GENPACT LTD (NYSE:G) was identified as a decent value stock by our stock screener. NYSE:G scores well on profitability, solvency and liquidity. At the same time it seems to be priced very reasonably. We'll explore this a bit deeper below.
Valuation Examination for NYSE:G
ChartMill provides a Valuation Rating to every stock, ranging from 0 to 10. This rating assesses various valuation aspects, comparing price to earnings and cash flows, while considering factors like profitability and growth. NYSE:G boasts a 7 out of 10:
- A Price/Earnings ratio of 11.41 indicates a reasonable valuation of G.
- Based on the Price/Earnings ratio, G is valued cheaper than 86.90% of the companies in the same industry.
- G's Price/Earnings ratio indicates a rather cheap valuation when compared to the S&P500 average which is at 26.09.
- G is valuated reasonably with a Price/Forward Earnings ratio of 10.79.
- 88.10% of the companies in the same industry are more expensive than G, based on the Price/Forward Earnings ratio.
- G is valuated cheaply when we compare the Price/Forward Earnings ratio to 21.73, which is the current average of the S&P500 Index.
- G's Enterprise Value to EBITDA ratio is a bit cheaper when compared to the industry. G is cheaper than 78.57% of the companies in the same industry.
- 83.33% of the companies in the same industry are more expensive than G, based on the Price/Free Cash Flow ratio.
- The excellent profitability rating of G may justify a higher PE ratio.
Exploring NYSE:G's Profitability
Discover ChartMill's exclusive Profitability Rating, a proprietary metric that assesses stocks on a scale of 0 to 10. It takes into consideration various profitability ratios and margins, both in absolute terms and relative to industry peers. Notably, NYSE:G has achieved a 8:
- G has a Return On Assets of 13.14%. This is amongst the best in the industry. G outperforms 90.48% of its industry peers.
- G has a Return On Equity of 28.08%. This is amongst the best in the industry. G outperforms 91.67% of its industry peers.
- G has a better Return On Invested Capital (13.61%) than 84.52% of its industry peers.
- The 3 year average ROIC (11.97%) for G is below the current ROIC(13.61%), indicating increased profibility in the last year.
- G has a better Profit Margin (14.10%) than 90.48% of its industry peers.
- G's Profit Margin has improved in the last couple of years.
- G's Operating Margin of 14.00% is fine compared to the rest of the industry. G outperforms 76.19% of its industry peers.
- G's Operating Margin has improved in the last couple of years.
How We Gauge Health for NYSE:G
To gauge a stock's financial health, ChartMill utilizes a Health Rating on a scale of 0 to 10. This comprehensive evaluation encompasses liquidity and solvency, both in absolute terms and in comparison to industry peers. NYSE:G has earned a 6 out of 10:
- G has an Altman-Z score of 3.27. This indicates that G is financially healthy and has little risk of bankruptcy at the moment.

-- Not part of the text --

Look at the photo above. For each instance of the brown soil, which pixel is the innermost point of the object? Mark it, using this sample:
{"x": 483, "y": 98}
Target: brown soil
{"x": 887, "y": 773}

- G has a debt to FCF ratio of 2.93. This is a good value and a sign of high solvency as G would need 2.93 years to pay back of all of its debts.

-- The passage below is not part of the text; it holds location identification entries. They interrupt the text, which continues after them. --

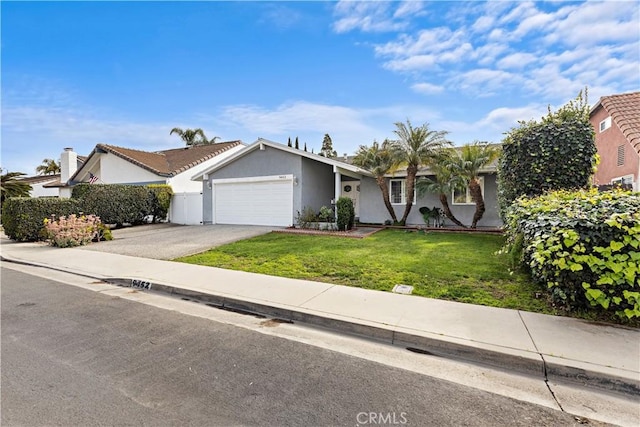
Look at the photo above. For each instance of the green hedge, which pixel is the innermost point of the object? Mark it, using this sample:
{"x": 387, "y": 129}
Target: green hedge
{"x": 115, "y": 203}
{"x": 160, "y": 200}
{"x": 23, "y": 217}
{"x": 346, "y": 213}
{"x": 584, "y": 246}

- With a decent Debt to FCF ratio value of 2.93, G is doing good in the industry, outperforming 65.48% of the companies in the same industry.
- G has a Debt/Equity ratio of 0.37. This is a healthy value indicating a solid balance between debt and equity.

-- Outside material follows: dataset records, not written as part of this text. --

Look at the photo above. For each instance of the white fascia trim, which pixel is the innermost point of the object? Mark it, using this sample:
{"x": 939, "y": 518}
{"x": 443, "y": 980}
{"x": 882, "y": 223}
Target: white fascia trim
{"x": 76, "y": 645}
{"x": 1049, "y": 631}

Unpacking NYSE:G's Growth Rating
A key component of ChartMill's stock assessment is the Growth Rating, which spans from 0 to 10. This rating evaluates diverse growth factors, such as EPS and revenue growth, considering both past performance and future projections. NYSE:G has received a 4 out of 10:
- The Earnings Per Share has grown by an nice 8.36% over the past year.
- The Earnings Per Share has been growing by 10.61% on average over the past years. This is quite good.
- The Revenue has been growing by 8.33% on average over the past years. This is quite good.
More Decent Value stocks can be found in our Decent Value screener.
Our latest full fundamental report of G contains the most current fundamental analsysis.
Keep in mind
This is not investing advice! The article highlights some of the observations at the time of writing, but you should always make your own analysis and invest based on your own insights.